My mind turned to Charles Lamont. I had described him in detail to Lizzie and she was sure he must have been the man she’d seen from the cab, striding back towards Fox House. ‘Mr Lamont goes out for a morning stroll perhaps?’ I asked.
‘Yes, often, usually after breakfast.’
‘He didn’t go out yesterday before breakfast? I ask because it’s possible he might have glimpsed Miss Sawyer as she left the house.’
‘If he had done that, he would have told you so yesterday!’ Mrs Lamont said sharply. ‘And he did not. Also, generally, he walks on the heath. He does not often walk down towards the river. He would not have seen Rachel in any case.’
‘I see. Do you have any idea at all why Miss Sawyer left the house so early and walked all the way down to the river?’
‘I cannot imagine any reason, Inspector. Obviously, that is what she did. But it is a complete mystery to me why she chose to do so.’
‘You will now need to engage another housekeeper,’ I remarked. ‘Will you also take someone who can act as companion – to replace Miss Sawyer?’
‘Another housekeeper, certainly, although I suppose Cook is capable enough for the moment. I might raise her to be cook-housekeeper, and not engage another. As for a companion, I shall have to give that some thought. I am sure our domestic staff arrangements are of little interest to you, Inspector Ross, and you make only conversation.’
Now she had neatly stuck a pin in me, metaphorically speaking!
I would get no further today with any questions. I had learned quite a lot. The reason Mrs Lamont had given for choosing to keep on Rachel Sawyer alone of all her late uncle’s servants was plausible. It made sense of the idea to make her a housekeeper, if she had previous experience running her parents’ lodging house. But I was still not satisfied. I thought of the dead woman laid out in the potting shed, her coarse features and dowdy dress. What on earth had a wealthy, strong-minded, educated woman like the one facing me found likeable about the one-time maidservant? Likeable enough, that is, to make her want to share her afternoons, and sometimes evening time too, with her? What on earth had they talked about? Had Amelia Lamont simply been desperately lonely? Had she no friends? Had the marriage to Charles Lamont not proved a success? Where did he go when he went out of an evening? I thought I knew the answer to that: he went to the gaming tables. He’d married a wealthy heiress. How much of that fortune was left?

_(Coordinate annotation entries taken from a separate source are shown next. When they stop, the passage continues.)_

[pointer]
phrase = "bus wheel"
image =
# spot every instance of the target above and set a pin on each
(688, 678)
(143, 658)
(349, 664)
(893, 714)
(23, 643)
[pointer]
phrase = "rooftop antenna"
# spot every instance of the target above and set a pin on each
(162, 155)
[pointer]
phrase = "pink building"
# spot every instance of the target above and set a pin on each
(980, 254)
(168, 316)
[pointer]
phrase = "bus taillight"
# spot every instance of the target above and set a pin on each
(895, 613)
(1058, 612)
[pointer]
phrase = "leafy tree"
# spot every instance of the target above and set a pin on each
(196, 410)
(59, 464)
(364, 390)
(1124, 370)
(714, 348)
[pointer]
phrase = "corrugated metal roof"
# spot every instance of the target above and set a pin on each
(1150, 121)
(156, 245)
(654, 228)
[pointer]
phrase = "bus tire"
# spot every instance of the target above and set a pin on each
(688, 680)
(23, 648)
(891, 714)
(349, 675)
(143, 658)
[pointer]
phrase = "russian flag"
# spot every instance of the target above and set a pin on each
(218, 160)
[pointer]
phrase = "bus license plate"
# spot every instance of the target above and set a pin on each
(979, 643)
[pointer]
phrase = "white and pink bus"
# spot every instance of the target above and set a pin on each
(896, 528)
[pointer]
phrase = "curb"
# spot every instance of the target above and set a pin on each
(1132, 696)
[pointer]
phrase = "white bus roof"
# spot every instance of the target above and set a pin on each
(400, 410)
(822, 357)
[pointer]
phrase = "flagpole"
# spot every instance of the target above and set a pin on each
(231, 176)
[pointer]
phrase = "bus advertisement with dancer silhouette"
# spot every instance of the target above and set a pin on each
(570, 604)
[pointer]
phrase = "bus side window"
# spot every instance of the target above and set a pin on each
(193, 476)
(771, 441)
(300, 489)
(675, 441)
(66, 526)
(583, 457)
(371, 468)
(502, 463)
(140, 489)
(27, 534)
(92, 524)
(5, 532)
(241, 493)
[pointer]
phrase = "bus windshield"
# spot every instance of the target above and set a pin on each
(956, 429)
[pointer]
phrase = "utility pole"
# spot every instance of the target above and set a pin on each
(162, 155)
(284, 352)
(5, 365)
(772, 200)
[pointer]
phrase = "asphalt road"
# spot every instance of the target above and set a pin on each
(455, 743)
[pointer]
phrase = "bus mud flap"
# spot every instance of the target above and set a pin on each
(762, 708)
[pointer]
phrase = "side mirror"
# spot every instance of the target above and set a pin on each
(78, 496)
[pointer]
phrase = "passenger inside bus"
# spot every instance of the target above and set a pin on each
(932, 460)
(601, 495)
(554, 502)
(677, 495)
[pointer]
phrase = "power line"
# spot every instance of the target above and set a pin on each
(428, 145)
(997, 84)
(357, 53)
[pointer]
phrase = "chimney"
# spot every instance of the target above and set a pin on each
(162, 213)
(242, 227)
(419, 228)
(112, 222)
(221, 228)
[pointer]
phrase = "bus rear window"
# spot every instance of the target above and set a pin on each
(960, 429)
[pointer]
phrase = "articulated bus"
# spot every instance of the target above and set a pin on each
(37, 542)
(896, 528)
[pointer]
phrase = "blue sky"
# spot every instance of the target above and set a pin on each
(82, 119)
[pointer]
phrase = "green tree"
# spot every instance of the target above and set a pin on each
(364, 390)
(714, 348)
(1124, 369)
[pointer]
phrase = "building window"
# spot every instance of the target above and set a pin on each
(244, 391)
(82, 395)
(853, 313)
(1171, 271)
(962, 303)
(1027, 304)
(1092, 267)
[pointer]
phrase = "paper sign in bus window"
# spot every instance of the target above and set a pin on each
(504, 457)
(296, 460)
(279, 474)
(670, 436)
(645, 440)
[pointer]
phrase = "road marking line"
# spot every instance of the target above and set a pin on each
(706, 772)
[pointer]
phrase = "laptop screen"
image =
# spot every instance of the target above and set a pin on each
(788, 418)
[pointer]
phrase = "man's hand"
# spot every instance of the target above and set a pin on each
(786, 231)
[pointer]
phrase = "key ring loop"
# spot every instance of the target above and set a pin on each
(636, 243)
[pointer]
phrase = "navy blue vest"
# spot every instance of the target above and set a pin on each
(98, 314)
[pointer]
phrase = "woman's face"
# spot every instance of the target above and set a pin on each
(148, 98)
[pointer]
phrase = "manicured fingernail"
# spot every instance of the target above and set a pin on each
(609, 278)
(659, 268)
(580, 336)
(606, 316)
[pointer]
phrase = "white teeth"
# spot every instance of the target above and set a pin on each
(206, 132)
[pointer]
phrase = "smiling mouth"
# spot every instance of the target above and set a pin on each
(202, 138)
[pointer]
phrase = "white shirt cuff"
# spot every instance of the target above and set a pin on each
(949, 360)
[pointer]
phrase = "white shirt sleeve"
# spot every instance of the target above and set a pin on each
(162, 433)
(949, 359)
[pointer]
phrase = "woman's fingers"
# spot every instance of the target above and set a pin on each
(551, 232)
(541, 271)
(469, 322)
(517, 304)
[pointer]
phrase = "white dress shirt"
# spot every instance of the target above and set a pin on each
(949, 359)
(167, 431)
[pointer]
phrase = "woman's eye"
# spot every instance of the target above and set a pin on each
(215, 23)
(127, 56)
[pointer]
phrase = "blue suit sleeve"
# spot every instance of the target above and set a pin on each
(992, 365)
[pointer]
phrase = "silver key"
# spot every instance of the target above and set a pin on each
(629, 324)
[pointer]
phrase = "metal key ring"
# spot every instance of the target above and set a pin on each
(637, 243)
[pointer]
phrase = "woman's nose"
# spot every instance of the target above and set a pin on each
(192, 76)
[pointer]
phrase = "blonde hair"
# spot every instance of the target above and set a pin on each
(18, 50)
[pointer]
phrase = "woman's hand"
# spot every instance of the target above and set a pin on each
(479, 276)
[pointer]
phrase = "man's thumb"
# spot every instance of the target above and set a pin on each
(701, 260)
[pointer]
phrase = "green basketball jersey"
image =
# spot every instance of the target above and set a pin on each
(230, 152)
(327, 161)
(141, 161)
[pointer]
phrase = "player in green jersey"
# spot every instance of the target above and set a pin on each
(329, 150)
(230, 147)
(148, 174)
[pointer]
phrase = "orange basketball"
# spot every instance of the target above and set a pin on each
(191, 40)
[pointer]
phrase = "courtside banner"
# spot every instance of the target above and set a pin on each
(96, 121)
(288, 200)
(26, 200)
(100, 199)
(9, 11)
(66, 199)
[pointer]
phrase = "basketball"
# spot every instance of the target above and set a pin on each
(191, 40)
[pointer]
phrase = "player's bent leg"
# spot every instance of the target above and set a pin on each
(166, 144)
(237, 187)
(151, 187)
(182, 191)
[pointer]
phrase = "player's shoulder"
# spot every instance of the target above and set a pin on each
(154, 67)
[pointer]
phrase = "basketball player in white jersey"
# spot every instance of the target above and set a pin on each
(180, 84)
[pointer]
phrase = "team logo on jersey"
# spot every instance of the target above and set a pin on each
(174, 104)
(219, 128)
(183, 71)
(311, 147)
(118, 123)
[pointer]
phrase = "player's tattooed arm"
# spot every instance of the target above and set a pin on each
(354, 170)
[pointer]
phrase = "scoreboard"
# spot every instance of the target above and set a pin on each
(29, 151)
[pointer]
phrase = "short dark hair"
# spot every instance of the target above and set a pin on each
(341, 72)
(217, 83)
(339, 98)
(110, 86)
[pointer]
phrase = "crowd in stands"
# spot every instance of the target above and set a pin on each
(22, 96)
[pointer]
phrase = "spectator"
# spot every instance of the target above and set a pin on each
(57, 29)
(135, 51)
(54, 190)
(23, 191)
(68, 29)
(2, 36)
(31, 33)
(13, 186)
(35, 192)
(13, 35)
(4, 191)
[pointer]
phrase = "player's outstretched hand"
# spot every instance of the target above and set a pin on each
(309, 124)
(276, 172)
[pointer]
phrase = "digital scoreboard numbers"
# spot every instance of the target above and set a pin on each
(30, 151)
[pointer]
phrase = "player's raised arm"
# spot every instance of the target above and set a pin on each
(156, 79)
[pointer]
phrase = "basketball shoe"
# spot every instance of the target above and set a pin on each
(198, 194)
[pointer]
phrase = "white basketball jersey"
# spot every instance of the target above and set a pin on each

I thanked Mrs Lamont for giving me her time and left. As Johnson was about to shut the front door on me, I asked him, ‘Is Mr Lamont not at home this morning?’
‘The master has business in town today,’ I was told before the door was almost slammed on me.
I left the house at a brisk pace but when I was some way off – and well out of sight – I stopped and waited for fifteen minutes. Then I made my way back as unobtrusively as possible. I did not go to the front door this time, but slipped down the side of the building to the rear. I could see the kitchen door was open. A clattering of pots was audible from within. After a few minutes, Harriet the skivvy emerged, carrying a bowl of dirty water. She threw it in the general direction of some bushes.
‘Harriet!’ I called as loudly as I dared, because I did not want to be heard by anyone else in the kitchen. She looked up in surprise. I quickly put a finger to my lips before beckoning to her.
She came trotting up, still clasping the bowl in her thin arms. ‘Yes, sir?’
‘I have a question I’d like to ask you, Harriet. You took the hot water up to Miss Sawyer every morning at half past six?’
‘Yessir.’
‘Do you take hot water upstairs to anyone else, to Mr and Mrs Lamont?’
‘Yessir, but not so early. I take up the master’s at eight and the mistress’s at a quarter to nine.’